Recently during a conversation about a concurrency problem which I faced while working on an internal project at @hackcave, I came to realize that the course project for Computer Networks that I made during the fall semester of 2017 was concurrent but not parallel.
I was initially of the thought that the thread-based design which I had come up with was parallel. However, there was one thing which I didn’t take into account - GIL. I find it weird that I didn’t pay attention to this while thinking about the design back then, as I’m pretty sure of being aware of the GIL at the time. Maybe the pressure of multiple deadlines during that particularly heavy semester made me skip this one fine detail (petty excuses).
A brief background
During the first week of Jan ‘19, I was working on a specific task (cannot share details here) where DB writes were causing latency in the main thread and had to be separated. The solution to this was fairly simple - create a separate process for performing the writes, and use a shared message queue for communicating the relevant parameters. It is a single-writer single-reader problem, and Python’s multiprocessing seemed like an appropriate choice.
My course project for Computer Networks was a streaming protocol inspired by RTP. Our group mainly focussed on the broadcast part, where a single-writer retrieves the frames from a webcam and sends it to all the active readers. It was based on a multi-threaded model, and one of the primary challenges was to design a lock-free payload queue (where each payload is a collection of frames). The details of the design are available in the project report.
In retrospect, the project was a great learning experience. However, there are a couple of downsides with the approach used -
- The model isn’t parallel due to GIL
- Manually introducing thread switches (via sleep) to enforce proper ordering of reader/writer seems to be a wasteful approach
There are two alternative approaches I can think of at the time, outlined below.

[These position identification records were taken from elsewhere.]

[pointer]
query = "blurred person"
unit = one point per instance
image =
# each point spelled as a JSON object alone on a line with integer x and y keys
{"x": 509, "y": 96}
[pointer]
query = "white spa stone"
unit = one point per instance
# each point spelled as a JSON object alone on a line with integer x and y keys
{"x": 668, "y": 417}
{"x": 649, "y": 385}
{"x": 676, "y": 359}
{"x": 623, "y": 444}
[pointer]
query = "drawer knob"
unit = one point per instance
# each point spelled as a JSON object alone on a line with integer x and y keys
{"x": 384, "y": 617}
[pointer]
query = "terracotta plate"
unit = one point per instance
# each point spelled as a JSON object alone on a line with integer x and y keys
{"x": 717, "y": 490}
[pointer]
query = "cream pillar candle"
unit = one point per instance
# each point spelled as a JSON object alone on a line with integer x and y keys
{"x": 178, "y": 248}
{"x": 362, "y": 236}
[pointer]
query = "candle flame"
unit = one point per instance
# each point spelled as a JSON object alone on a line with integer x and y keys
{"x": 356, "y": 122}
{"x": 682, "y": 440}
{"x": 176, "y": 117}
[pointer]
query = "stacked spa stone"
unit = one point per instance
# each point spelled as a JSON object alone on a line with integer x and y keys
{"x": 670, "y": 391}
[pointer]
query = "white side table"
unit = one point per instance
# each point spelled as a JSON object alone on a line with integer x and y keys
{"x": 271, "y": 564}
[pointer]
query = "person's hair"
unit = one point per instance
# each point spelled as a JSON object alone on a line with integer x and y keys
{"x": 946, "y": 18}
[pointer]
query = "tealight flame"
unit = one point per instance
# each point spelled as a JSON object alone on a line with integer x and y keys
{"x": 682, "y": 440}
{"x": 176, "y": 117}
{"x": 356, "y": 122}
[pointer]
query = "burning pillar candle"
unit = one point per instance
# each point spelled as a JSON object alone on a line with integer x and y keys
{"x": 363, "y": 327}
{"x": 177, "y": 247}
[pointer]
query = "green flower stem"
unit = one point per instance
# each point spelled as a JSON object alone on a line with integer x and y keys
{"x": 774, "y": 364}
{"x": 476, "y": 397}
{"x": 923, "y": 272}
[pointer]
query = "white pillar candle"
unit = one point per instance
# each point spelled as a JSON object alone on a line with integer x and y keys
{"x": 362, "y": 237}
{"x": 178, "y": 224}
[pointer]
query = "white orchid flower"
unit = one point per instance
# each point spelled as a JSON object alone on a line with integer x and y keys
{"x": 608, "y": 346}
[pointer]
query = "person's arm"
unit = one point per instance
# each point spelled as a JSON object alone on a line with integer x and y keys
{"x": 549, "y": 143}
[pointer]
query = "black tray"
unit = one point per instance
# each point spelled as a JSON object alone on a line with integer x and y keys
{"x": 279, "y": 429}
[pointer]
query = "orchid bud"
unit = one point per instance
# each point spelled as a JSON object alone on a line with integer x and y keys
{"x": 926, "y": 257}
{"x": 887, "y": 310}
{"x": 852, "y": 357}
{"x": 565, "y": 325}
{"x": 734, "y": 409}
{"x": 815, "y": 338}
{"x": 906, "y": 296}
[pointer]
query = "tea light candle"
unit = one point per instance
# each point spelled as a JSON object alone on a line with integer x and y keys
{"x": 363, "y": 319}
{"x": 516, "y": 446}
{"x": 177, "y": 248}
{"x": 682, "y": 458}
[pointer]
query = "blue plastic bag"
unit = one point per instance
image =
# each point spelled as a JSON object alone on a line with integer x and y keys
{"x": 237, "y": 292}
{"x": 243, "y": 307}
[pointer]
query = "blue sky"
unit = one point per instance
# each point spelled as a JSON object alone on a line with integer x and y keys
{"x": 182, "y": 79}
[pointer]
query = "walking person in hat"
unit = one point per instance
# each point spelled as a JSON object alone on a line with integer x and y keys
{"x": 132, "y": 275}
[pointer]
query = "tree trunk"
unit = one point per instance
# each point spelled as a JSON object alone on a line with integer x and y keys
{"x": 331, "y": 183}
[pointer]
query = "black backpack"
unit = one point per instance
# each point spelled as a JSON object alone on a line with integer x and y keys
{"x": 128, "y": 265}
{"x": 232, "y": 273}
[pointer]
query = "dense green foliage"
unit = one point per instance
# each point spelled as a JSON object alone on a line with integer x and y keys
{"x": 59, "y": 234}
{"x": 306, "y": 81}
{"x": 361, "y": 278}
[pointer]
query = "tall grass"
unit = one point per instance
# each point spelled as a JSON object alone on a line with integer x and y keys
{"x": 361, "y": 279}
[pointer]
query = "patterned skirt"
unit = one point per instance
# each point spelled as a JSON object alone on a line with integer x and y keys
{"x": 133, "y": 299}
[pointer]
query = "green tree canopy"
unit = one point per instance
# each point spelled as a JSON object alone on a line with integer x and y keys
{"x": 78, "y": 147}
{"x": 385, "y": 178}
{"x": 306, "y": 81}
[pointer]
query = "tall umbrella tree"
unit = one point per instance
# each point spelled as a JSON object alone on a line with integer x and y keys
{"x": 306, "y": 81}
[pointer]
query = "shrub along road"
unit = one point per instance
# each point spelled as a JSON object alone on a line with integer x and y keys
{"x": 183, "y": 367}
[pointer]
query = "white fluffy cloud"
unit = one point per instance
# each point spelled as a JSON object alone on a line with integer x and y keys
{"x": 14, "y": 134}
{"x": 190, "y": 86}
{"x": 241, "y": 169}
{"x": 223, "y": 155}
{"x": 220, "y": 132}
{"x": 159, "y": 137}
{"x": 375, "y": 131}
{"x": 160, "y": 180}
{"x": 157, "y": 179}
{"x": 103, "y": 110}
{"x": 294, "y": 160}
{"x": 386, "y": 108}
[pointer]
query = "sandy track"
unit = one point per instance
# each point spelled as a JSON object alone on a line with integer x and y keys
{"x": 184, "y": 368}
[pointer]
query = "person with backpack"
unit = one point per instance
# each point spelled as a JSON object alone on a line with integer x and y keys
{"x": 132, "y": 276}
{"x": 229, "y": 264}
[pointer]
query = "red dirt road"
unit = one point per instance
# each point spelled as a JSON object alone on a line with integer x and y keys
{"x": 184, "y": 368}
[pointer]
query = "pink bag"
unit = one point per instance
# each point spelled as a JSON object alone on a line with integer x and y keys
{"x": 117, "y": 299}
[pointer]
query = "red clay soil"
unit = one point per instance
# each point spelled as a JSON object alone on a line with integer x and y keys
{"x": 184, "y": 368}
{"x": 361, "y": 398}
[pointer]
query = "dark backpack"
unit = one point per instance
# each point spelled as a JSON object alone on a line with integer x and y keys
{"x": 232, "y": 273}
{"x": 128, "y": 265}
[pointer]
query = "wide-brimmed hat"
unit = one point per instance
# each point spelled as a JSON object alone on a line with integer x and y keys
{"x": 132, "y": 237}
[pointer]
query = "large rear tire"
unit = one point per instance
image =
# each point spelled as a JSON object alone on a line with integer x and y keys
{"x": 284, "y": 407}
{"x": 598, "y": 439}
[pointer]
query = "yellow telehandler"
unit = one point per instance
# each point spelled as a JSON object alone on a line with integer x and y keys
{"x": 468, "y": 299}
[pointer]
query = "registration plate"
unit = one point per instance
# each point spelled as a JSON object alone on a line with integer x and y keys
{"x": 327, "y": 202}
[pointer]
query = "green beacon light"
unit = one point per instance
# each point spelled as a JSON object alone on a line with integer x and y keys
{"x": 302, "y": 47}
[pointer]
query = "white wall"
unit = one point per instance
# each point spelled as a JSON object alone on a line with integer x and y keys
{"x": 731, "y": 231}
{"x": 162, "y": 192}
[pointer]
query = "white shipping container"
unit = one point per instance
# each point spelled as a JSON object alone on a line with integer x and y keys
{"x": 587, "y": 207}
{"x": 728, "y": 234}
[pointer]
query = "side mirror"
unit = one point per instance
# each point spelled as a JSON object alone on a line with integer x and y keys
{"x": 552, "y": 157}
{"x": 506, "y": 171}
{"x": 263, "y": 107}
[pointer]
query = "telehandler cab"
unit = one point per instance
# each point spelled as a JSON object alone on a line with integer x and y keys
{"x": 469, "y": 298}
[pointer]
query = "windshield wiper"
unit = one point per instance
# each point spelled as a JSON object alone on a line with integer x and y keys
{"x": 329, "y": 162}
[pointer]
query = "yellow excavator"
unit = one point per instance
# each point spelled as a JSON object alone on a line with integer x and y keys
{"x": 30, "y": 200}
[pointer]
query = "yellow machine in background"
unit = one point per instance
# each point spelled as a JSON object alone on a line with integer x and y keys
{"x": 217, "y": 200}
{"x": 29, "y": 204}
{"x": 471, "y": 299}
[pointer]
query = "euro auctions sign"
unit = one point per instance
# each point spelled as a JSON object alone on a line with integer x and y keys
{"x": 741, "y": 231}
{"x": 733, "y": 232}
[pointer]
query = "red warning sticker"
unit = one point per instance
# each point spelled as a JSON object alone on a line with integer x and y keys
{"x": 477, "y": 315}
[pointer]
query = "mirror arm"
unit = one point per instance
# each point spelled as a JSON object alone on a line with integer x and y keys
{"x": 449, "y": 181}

Multiplexing is something which I have been willing to try for a long time, and this seems like a perfect use case. I’ll be updating this segment of the blog once I get a chance to experiment with multiplexing in this project.
A relatively simplified approach to this problem is a multi-process message passing model. It is simple to implement and also circumvents the issues in the previous model.
I did a complete rewrite of the project using rabbitmq’s fanout exchange. Interestingly, there is a 66% reduction in the SLOC, and the logic is much more straightforward. The implementation is available here.
Below are the graphs plotted against data generated for a duration of 20 seconds. The script used to generate the plots is available here.
Let’s study the single client case first.
Single client (multi-threaded model)
Single client (multi-process model)
It is apparent from the plots that the multi-threaded model is better in terms of CPU utilization and also stabilizes at a lower memory footprint. The memory utilization is perfectly constant for both the models, which was a bit unexpected to me.
Let’s see the plots for a multi-client setup with 5 clients.
5 clients (multi-threaded model)
5 clients (multi-process model)
The observation here is the same as the previous case.
The lower memory footprint of the thread based model was no surprise to me, although I didn’t expect it to have better CPU utilization than the message passing model. I’m still skeptical whether it will have the upper hand for an even more significant number of clients, and will continue experimenting in case I find something interesting to share.
It should be noted that the measurements corresponding to rabbitmq might not be precise. I’ll make the relevant updates in case I find a better approach to get accurate metrics for rabbitmq.
Update: I experimented a bit more with an increased number of clients. For the case with 20 clients, the benchmarks are available here. The performance of both the models, in this case, is terrible (lagging and unsynchronised video) and hence I’m not sharing them here.
The compelling case is the one with 10 clients. The performance of both models is comparable to the single client case, but resource utilization is quite interesting.
To make more sense of the data, this time I recorded the observations for twice as long as before (40 seconds).
10 clients (multi-threaded model)
10 clients (multi-process model)
A few observations -
- The multi-threaded model still has better performance. The video quality is also comparable, however I’d say the video was more synchronised across clients in the case of multi-process model.
- The memory usage of the multi-process model is no longer constant.
- The CPU utilization in both cases experiences a sudden drop periodically. I’m not yet sure what might be the cause (todo).